Lower Saucon Township Council members were generally warm toward a proposal that was discussed Monday to build approximately 120 townhomes in three clusters at Silver Creek Country Club (SCCC), even though their construction would require a zoning variance.
Council members unanimously approved a motion to have representatives for the developer, Lower Saucon resident David Spirk, meet with township staff in order to proceed with work on the plan.
Spirk, who is chairman of the township’s Parks & Recreation Board and a SCCC member, spoke briefly at the meeting, which was also attended by senior club officials.
Spirk explained that the idea for the condominium development arose out of conversations that began with the club’s leadership several years ago, about how to help it remain “viable.”
The plan that was ultimately developed for attracting more members includes the construction of a high-end condominium community called Silver Creek Country Club Living; a community that would be restricted to club members only.
Spirk’s engineer, Scott Mease, of Mease Engineering, P.C., outlined the plan for council.
The three townhome clusters would be called Ross’ Hill, Fairway Woods and The Turn, and would include two to four units per building, with 34 to 48 units per cluster.
According to information and maps presented to council–as well as a brochure that was distributed at the meeting–Ross’ Hill would include 34 units built in the northwest corner of the club’s property, with access from New Jersey Avenue and Apple Street.
Ross’ Hill would be built on the site of the club’s old tennis courts, and would be located behind the Silver Creek clubhouse, affording its residents “the closest proximity…to the clubhouse and all its amenities,” the brochure noted.
The 48-unit Fairway Woods cluster would be constructed north of Wassergass Road, and The Turn would be built along the club’s southern border with Panther Way, adjacent to the Saucon Valley School District campus.
All of the townhomes would have public water and sewer which would likely be provided by the Hellertown Borough Authority, since the Lower Saucon Authority has a limited capacity in that part of the township.
Councilwoman Priscilla deLeon noted that that is partly by design.
“The reason we don’t have public utilities out on the eastern side of the township is because we want to keep it rural,” she said, noting that when public water and sewer lines are extended, typically “(building) densities go up.”
On the other hand, deLeon noted that Silver Creek Country Club is “a great place.”
“I understand your plight,” she told representatives from the club, adding that she still has “a lot of questions.”
Council vice president Tom Maxfield credited the plan that was presented for its “holistic” development approach, which he called “the way to go.”
One concern that he said he hopes can be addressed has to do with runoff from the Silver Creek, which flows through the club property and has inundated downstream portions of Hellertown from time to time.
If anything can be done in conjunction with the construction of the townhomes “to lessen the possibility of flooding…I think it will be greatly appreciated,” Maxfield said.
Council members also discussed the fact that the townhomes would be built with deed restrictions in place; restrictions that would place limits on home design, home ownership and use of the homes.

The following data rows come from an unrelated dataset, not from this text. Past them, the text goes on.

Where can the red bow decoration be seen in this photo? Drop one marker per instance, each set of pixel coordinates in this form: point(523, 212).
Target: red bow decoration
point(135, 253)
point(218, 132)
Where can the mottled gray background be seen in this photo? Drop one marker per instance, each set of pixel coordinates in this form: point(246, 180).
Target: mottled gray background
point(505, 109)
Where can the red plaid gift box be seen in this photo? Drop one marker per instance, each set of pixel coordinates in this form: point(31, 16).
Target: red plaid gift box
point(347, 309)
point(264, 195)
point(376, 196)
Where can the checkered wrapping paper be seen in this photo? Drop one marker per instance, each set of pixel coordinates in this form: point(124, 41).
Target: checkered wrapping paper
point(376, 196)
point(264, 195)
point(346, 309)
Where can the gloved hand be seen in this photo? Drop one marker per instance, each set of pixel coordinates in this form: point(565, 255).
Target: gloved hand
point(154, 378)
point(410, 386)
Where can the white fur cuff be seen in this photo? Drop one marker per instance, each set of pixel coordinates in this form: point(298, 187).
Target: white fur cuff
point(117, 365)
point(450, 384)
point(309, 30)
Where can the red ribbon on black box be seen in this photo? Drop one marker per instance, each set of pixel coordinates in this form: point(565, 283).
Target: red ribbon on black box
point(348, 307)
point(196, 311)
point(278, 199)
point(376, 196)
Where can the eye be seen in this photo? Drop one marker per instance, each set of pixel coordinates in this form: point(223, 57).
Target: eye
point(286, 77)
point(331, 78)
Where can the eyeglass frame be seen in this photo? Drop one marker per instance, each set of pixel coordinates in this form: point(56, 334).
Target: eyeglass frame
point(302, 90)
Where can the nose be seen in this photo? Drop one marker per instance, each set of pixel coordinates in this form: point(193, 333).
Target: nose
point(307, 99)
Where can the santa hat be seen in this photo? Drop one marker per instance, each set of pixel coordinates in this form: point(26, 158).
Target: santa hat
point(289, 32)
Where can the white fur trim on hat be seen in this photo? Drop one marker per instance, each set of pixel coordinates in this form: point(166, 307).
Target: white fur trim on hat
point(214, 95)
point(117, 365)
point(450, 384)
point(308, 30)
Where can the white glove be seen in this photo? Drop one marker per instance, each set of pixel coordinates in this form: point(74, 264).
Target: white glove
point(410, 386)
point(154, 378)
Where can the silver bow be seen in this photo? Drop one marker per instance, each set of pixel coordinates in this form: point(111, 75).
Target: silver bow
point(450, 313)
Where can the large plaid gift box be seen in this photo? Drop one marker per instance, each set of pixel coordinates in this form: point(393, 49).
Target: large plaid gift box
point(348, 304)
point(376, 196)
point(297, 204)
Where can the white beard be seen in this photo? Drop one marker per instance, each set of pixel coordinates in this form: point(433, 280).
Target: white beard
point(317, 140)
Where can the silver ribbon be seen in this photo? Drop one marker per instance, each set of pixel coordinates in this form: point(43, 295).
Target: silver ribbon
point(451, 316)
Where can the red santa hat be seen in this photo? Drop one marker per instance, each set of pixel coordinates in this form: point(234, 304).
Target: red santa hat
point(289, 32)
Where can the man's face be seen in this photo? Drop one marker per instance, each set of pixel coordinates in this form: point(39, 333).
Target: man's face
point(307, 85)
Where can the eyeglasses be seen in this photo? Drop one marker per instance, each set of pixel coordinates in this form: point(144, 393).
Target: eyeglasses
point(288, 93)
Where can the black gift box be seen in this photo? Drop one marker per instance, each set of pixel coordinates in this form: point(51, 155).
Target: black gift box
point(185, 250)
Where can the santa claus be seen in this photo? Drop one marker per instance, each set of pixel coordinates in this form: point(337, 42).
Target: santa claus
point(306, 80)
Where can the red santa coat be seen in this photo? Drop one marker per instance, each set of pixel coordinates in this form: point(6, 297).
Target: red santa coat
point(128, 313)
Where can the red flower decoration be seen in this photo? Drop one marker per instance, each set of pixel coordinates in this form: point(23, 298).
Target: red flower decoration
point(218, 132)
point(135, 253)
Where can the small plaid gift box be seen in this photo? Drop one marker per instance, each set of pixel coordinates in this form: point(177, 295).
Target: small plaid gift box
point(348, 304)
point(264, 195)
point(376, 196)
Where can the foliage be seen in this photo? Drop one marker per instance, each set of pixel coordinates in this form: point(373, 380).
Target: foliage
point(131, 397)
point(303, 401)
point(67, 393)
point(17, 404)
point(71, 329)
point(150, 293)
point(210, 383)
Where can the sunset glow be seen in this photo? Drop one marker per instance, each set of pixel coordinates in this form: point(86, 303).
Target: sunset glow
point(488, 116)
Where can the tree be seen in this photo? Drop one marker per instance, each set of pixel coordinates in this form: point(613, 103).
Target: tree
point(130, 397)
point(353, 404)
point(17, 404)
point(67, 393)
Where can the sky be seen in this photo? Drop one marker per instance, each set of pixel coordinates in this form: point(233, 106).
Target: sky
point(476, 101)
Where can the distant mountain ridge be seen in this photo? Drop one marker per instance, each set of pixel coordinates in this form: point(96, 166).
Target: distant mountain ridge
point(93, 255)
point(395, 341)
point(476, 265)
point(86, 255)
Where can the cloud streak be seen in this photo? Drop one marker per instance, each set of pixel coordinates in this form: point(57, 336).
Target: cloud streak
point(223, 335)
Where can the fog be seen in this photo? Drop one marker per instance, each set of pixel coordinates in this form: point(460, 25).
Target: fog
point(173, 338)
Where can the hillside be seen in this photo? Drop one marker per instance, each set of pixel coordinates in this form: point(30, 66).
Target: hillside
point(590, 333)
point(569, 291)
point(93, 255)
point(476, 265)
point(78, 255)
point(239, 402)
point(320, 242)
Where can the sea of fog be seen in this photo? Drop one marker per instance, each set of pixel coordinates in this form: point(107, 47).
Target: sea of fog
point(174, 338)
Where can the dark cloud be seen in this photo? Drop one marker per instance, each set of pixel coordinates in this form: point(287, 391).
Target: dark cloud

A conservation easement could also potentially mandate that the club property remain open space, regardless of whether it is sold in the future.
“What we’re trying to do is create this unified product, which we think will be beneficial–certainly to the club–and hopefully to the township,” said Spirk’s attorney, Jim Preston. “There will be mechanisms in place to assure that what is promised will be delivered.”
Although many Saucon Source readers shared concerns on Facebook after a story about the townhome development proposal was posted several days prior to Monday’s meeting, no residents spoke out against or in favor of the plan at the meeting.
While Spirk noted that the project itself is in a “very, very preliminary stage,” he confirmed for council that the development plan has already been voted upon and approved by what he called a “significant” majority of the club’s membership.
Silver Creek Country Club first opened in 1948 as the Bethlehem Steel Club–a 9-hole golf course that was built by the Bethlehem Steel Corporation to provide recreational opportunities for its managers.
In the late 1950s the club was expanded to include an 18-hole golf course designed by noted course architect Donald Ross, according to the brochure.
It was rechristened as Silver Creek Country Club in 1986, when it became a private, nonprofit corporation under the management of its members.
Today the club occupies approximately 280 acres along the border between the borough of Hellertown and Lower Saucon Township. All but 50 acres and all of the club’s buildings are located in the township.